Van Halen were so massive in 1984 that companies showered them with free gifts. Weiss was backstage at the Nassau Coliseum in April of that year when a couple of cases of Jack Daniel's arrived for Michael Anthony. "I think he just got the Jack Daniel's bass, but I could be wrong," says Weiss. "I just set up this orange background and placed the bottles on a road case."
On the same day as the Jack Daniel's shoot at the Nassau Coliseum, Weiss wandered into Eddie Van Halen's dressing room and caught him hanging out with his wife, One Day at a Time actress Valerie Bertinelli. "I watched her show growing up, and she was really cool with me," says Weiss. "I have another shot where she has a beer in her hand. She has that cigarette, but I don't know if she was even smoking it. It might have been Eddie's. Everyone that sees this photos says they look like twins."
Unlike most photographers at a rock show, Weiss had complete freedom to go anywhere he needed to capture his shot. "This was taken at the very end of a show on the 1984 tour," he says ."They always went out and took a bow at the very end. Sometimes I'd go behind them on the drum riser. I'd also place myself in the audience and stand on a chair. This is a nice shot. You've got the brothers on one side, and Michael and David just loving it."
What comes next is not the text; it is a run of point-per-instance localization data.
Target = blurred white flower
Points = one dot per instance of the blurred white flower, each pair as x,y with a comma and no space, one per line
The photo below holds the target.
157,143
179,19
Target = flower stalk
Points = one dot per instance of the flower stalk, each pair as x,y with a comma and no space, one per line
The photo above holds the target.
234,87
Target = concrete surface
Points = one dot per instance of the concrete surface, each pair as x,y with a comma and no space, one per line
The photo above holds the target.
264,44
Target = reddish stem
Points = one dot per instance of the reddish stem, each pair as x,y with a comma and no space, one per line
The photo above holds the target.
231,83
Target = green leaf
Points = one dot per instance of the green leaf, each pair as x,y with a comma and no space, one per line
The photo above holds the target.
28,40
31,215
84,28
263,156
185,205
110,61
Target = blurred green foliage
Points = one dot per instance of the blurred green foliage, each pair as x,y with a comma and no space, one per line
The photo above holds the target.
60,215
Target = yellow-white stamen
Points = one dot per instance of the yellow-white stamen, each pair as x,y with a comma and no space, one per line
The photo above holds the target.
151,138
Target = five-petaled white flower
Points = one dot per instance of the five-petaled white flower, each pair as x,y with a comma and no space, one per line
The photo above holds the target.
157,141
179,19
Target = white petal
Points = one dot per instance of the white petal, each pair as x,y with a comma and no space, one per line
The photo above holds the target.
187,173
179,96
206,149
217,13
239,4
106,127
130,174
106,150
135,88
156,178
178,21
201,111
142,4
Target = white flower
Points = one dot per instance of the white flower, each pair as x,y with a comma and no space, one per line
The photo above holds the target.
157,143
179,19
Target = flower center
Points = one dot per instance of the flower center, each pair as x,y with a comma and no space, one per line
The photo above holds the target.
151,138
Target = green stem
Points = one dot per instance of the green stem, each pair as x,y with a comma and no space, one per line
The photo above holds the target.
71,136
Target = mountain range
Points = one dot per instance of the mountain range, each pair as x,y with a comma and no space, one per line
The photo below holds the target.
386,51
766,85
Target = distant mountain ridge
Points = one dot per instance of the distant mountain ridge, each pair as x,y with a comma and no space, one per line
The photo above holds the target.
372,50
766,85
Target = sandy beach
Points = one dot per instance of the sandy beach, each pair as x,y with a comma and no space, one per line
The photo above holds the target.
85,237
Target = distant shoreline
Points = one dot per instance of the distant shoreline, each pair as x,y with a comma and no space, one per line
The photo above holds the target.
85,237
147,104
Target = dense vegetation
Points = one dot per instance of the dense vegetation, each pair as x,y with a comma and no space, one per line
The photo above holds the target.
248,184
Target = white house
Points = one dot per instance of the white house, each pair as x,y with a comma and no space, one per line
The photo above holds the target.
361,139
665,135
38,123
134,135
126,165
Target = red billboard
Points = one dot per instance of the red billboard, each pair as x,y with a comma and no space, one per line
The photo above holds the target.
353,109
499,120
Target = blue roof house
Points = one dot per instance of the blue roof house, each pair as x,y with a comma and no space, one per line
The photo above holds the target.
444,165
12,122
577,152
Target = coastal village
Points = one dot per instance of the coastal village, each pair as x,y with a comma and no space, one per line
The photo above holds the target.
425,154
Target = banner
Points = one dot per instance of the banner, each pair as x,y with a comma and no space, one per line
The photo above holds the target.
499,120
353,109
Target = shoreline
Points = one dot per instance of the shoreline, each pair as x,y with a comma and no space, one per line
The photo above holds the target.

The band sometimes prepped for a show in the locker room of whatever sports arena they were playing that night. This is David Lee Roth at Philadelphia's Spectrum on the Fair Warning tour in 1981."He wanted me to shoot him getting ready," says Weiss. "I did a bunch of shots of the whole band, but he wanted some of just him. He was a little more pose-y than the others."
This was also taken at the Chicago Pavillion in the summer of 1982. "This was the first time I went to several shows in a row," says Weiss. "David used to always say, 'Look at all the people here tonight,' and then he would say they were much better than whatever city they played the previous night. It made them feel special, and then he'd say the same exact thing the next night."
After a show in 1981, Weiss asked the band to pose in front of a bunch of balloons. It was for an anniversary of a rock magazine he can't quite recall. "Back then, there was Circus, Hit Parader, Faces and a bunch of overseas magazines," he says. "I wanted to shoot as many different situations and backgrounds as I could so I could sell the photos to different magazines and they'd have exclusives."
About a year after David Lee Roth parted ways with Van Halen, Weiss wound up shooting the singer at his house. "I was doing a series that I never put out of rock stars and their tattoos," he says. "We wanted to make it look natural. We went into his garage and I just did that one shot very quickly. It was very casual. I'll probably end up using some of those pictures in my upcoming book. Right now, I'm going through thousands of photos for the book. There are photos I don't even remember taking."